杉江松恋の新鋭作家ハンティング とにかく変な特殊能力バトルものの小説ーー五条紀夫『イデアの再臨』

とにかく変な小説『イデアの再臨』

 だいたい紹介していいのはこのくらいだろう。世界から次々に要素が失われていく物語といえば、最も有名なのは筒井康隆のアレである。あえて題名は書かない。『イデアの再臨』風に標記すると『     』である。現在は「    」に入っていて容易に手にとれるので、ぜひ本作と併読してみていただきたい。題名は上に書いた情報で検索すればだいたいわかるはずだ。

 筒井康隆のアレは超絶技巧の小説だったが、本作もなかなかおもしろいことに挑戦している。何かが失われるたびに世界が少しずつ変わっていく。なぜそうなるのかは伏せておくが、たとえば主人公の幼馴染で学園一の美少女である白鳥姫子さんは、最初は標準語でしゃべっていたのに、後半では怪しい関西弁になってしまう。そうなる理由は秘密である。

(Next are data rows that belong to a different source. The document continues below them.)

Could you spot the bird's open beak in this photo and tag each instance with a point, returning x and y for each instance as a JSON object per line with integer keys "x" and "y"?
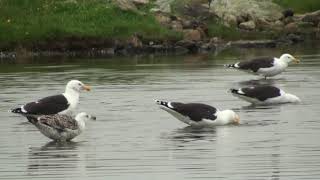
{"x": 87, "y": 88}
{"x": 297, "y": 61}
{"x": 236, "y": 120}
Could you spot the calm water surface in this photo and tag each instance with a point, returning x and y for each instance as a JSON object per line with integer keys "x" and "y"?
{"x": 133, "y": 139}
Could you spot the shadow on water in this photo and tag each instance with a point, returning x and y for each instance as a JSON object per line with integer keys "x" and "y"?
{"x": 53, "y": 155}
{"x": 189, "y": 134}
{"x": 258, "y": 82}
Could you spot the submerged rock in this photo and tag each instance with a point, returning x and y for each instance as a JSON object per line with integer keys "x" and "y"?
{"x": 233, "y": 10}
{"x": 250, "y": 25}
{"x": 313, "y": 17}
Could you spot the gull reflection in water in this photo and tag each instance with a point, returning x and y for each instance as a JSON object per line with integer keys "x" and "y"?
{"x": 57, "y": 157}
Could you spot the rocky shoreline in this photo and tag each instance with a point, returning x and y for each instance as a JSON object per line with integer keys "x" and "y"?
{"x": 109, "y": 48}
{"x": 193, "y": 21}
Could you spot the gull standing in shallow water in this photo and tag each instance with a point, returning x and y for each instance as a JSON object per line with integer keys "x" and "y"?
{"x": 64, "y": 103}
{"x": 61, "y": 127}
{"x": 266, "y": 67}
{"x": 264, "y": 95}
{"x": 199, "y": 115}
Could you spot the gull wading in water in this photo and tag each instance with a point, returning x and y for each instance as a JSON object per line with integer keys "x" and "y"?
{"x": 61, "y": 127}
{"x": 264, "y": 95}
{"x": 266, "y": 66}
{"x": 64, "y": 103}
{"x": 199, "y": 115}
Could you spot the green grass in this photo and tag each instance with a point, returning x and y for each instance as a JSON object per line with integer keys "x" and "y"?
{"x": 300, "y": 6}
{"x": 29, "y": 21}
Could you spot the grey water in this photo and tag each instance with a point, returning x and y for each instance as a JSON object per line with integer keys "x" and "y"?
{"x": 134, "y": 139}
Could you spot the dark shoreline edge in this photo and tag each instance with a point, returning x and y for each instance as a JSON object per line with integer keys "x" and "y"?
{"x": 109, "y": 48}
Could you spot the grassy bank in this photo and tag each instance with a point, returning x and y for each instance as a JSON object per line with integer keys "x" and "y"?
{"x": 300, "y": 6}
{"x": 29, "y": 21}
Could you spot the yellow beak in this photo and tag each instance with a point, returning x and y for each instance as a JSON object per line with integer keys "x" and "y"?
{"x": 297, "y": 61}
{"x": 87, "y": 88}
{"x": 236, "y": 120}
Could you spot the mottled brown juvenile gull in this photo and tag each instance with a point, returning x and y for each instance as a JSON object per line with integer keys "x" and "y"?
{"x": 61, "y": 127}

 もう一つ書いてしまっていいだろう。本作は特殊能力バトルものでもある。異変の背後にいる犯人は上の記述でわかるとおり、世界から何かを消す能力を持っているらしい。それに対抗する安藤竜と「僕」にも別の能力があることがやがてわかるのである。「僕」のそれは、え、そんなことできて、いったい何になるの、というようなものだ。でも、何に使えるかわからない属性を持っているやつがいちばん活躍するというのが特殊能力ものの定石なんだよなあ。

 小説全体の趣向についてはあまり書かなかったので、実際に読んで確かめてみてもらいたい。変な小説を書くものである。作者の五条紀夫は2022年に『クローズドサスペンスヘブン』(新秒文庫nex)で新潮ミステリー大賞の最終候補に残り、同作でデビューした。これもいわゆるクローズドサークルもののお約束を逆手にとった作品で、ジャンルに新風を吹かせるような内容であった。こういうものを読むときは、あまり前情報がないほうが楽しめると思う。作者の奇想を十分に味わっていただきたい。これまでの紹介で、とにかく変な小説だということだけはわかっていただけたはずだ。

 何がなんだかわからないけどとにかくおもしろそうだ。

 そう思って読んでいただければ幸いである。